Some antibody isotypes were detectable in less than 50% of the individuals, so antibody data was initially analysed as binary variables dichotomised according to whether the antibody was detectable or not. Subsequent analyses with the levels treated as quantitative variables were found to be more informative and are therefore presented, with results from both approaches consistent. Since the data was not normally distributed, non parametric statistical tests were used, except when comparing the boosts in antibody data that approached a normal distribution, when regression analysis was applied.

The analysis of schistosome antigen-specific antibodies had three main objectives:

1. To examine effect of pregnancy on antibody levels. Among the placebo group, antibody levels at enrolment and six weeks post-enrolment were compared with antibody levels at six weeks after delivery using Wilcoxon signed rank test.

2. To assess the effect of praziquantel treatment during pregnancy. First, within the group treated during pregnancy, antibody levels before and after praziquantel treatment were compared using Wilcoxon signed rank test. Then, levels at six weeks post-enrolment were compared between the placebo and praziquantel groups using Wilcoxon rank sum (Mann-Whitney) test.

3. To examine the influence of pregnancy on the praziquantel-induced boost in antibody levels at six weeks post-treatment. Initially the influence of infection intensity at enrolment and pre-treatment antibody levels on the boost in the antibody levels were explored using spearman's correlation analysis. The change (boost) in antibody levels during pregnancy among women first treated during pregnancy was compared with the change after delivery among women first treated after delivery using linear regression based on log10(antibody concentration+1).

Results

Between November 2003 and November 2005, 2208 women were recruited to the larger cohort of whom 387 (17.5%) had stool samples positive for Schistosoma mansoni; of these 186 women received praziquantel and 201 women received placebo. Due to some participants missing scheduled appointments or insufficient amounts of plasma samples to repeat failed antibody assays the numbers analysed for particular time points varied (figure 1). Characteristics of the women at enrolment, including intensity of schistosome infection, levels of antibodies against schistosome antigens and prevalence of co-infections such as hookworm, P. falciparum and HIV, were similar among the praziquantel and placebo groups (additional file 1). Except for S. mansoni infection intensity, none of these factors was associated with schistosome antigen-specific antibody levels at enrolment (data not shown). There were positive correlations between S. mansoni infection intensity and levels of IgG1 (p < 0.001), IgG2 (p = 0.01), IgG4 (p < 0.001) and IgE (p < 0.001) against SWA and IgG4 against SEA while there were negative correlations between S. mansoni infection intensity and levels of IgG1 (p = 0.005) IgG2 (p < 0.001) and IgG3 (p = 0.005) against SEA.

Figure 1
figure 1

Flow diagram showing the scheduled time points of the study and samples assessed at the respective time points. *Women who missed attending or providing samples at some time points were allowed to participate at subsequent follow-up time points.

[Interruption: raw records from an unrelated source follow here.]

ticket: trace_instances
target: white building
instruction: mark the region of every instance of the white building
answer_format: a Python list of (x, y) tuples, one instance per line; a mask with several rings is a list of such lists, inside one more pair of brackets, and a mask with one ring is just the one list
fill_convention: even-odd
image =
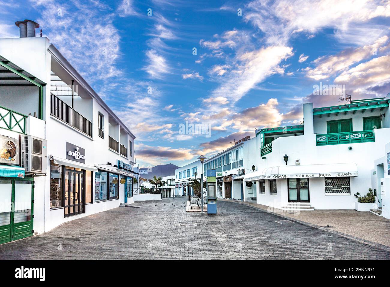
[[(27, 21), (28, 28), (31, 22)], [(19, 135), (22, 139), (32, 135), (38, 141), (34, 143), (44, 140), (40, 146), (43, 152), (36, 154), (43, 155), (41, 172), (26, 170), (29, 176), (23, 182), (0, 178), (5, 185), (2, 191), (6, 191), (0, 197), (1, 203), (14, 196), (15, 200), (30, 202), (25, 209), (30, 210), (34, 219), (26, 216), (29, 221), (21, 221), (26, 223), (26, 236), (123, 203), (133, 203), (131, 170), (135, 137), (49, 39), (0, 39), (0, 113), (8, 113), (10, 118), (15, 114), (20, 119), (19, 124), (0, 125), (0, 135), (17, 140)], [(37, 118), (28, 116), (34, 114)], [(21, 144), (23, 149), (24, 142)], [(34, 164), (36, 158), (32, 158)], [(14, 191), (10, 187), (23, 185), (20, 182), (25, 184)], [(0, 210), (3, 229), (16, 223), (16, 217), (14, 223), (9, 222), (7, 211)], [(0, 238), (0, 242), (15, 240), (14, 233), (11, 230), (9, 238)]]
[[(197, 160), (175, 170), (175, 195), (188, 196), (189, 192), (191, 196), (193, 195), (193, 189), (190, 186), (191, 179), (200, 178), (202, 173), (202, 166), (200, 160)], [(206, 180), (206, 173), (203, 176)]]
[(303, 125), (259, 131), (250, 158), (257, 171), (244, 178), (257, 184), (257, 203), (286, 210), (355, 209), (354, 194), (372, 187), (373, 160), (385, 164), (389, 100), (305, 103)]
[[(255, 148), (255, 141), (250, 140), (249, 136), (243, 138), (233, 146), (205, 160), (205, 171), (215, 169), (218, 197), (256, 200), (255, 182), (253, 186), (248, 187), (243, 180), (245, 174), (253, 172), (251, 156)], [(204, 174), (205, 176), (206, 171)]]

The effect of praziquantel on S. mansoniinfection intensity was similar when given during pregnancy or after delivery

Among women randomised to praziquantel during pregnancy, 104/127 (81.9%) were negative for Schistosoma mansoni at six weeks post-treatment while 11.8%, 4.7% and 1.6% still had light, moderate and heavy infection respectively. In the placebo group who were later treated after delivery, 100/113 (88.5%) were negative while 10.6% and 0.9% still had light and moderate infection respectively at six weeks post-treatment, while none had heavy infection. Thus although the residual intensity was slightly higher in the group treated during pregnancy, this effect was small (p = 0.16). Further, there was no evidence of an effect of gestational age at the time of treatment among those treated during pregnancy (data not shown). Albendazole did not influence the effects of praziquantel treatment against S. mansoni nor did praziquantel influence the effects of albendazole against hookworm (data not shown).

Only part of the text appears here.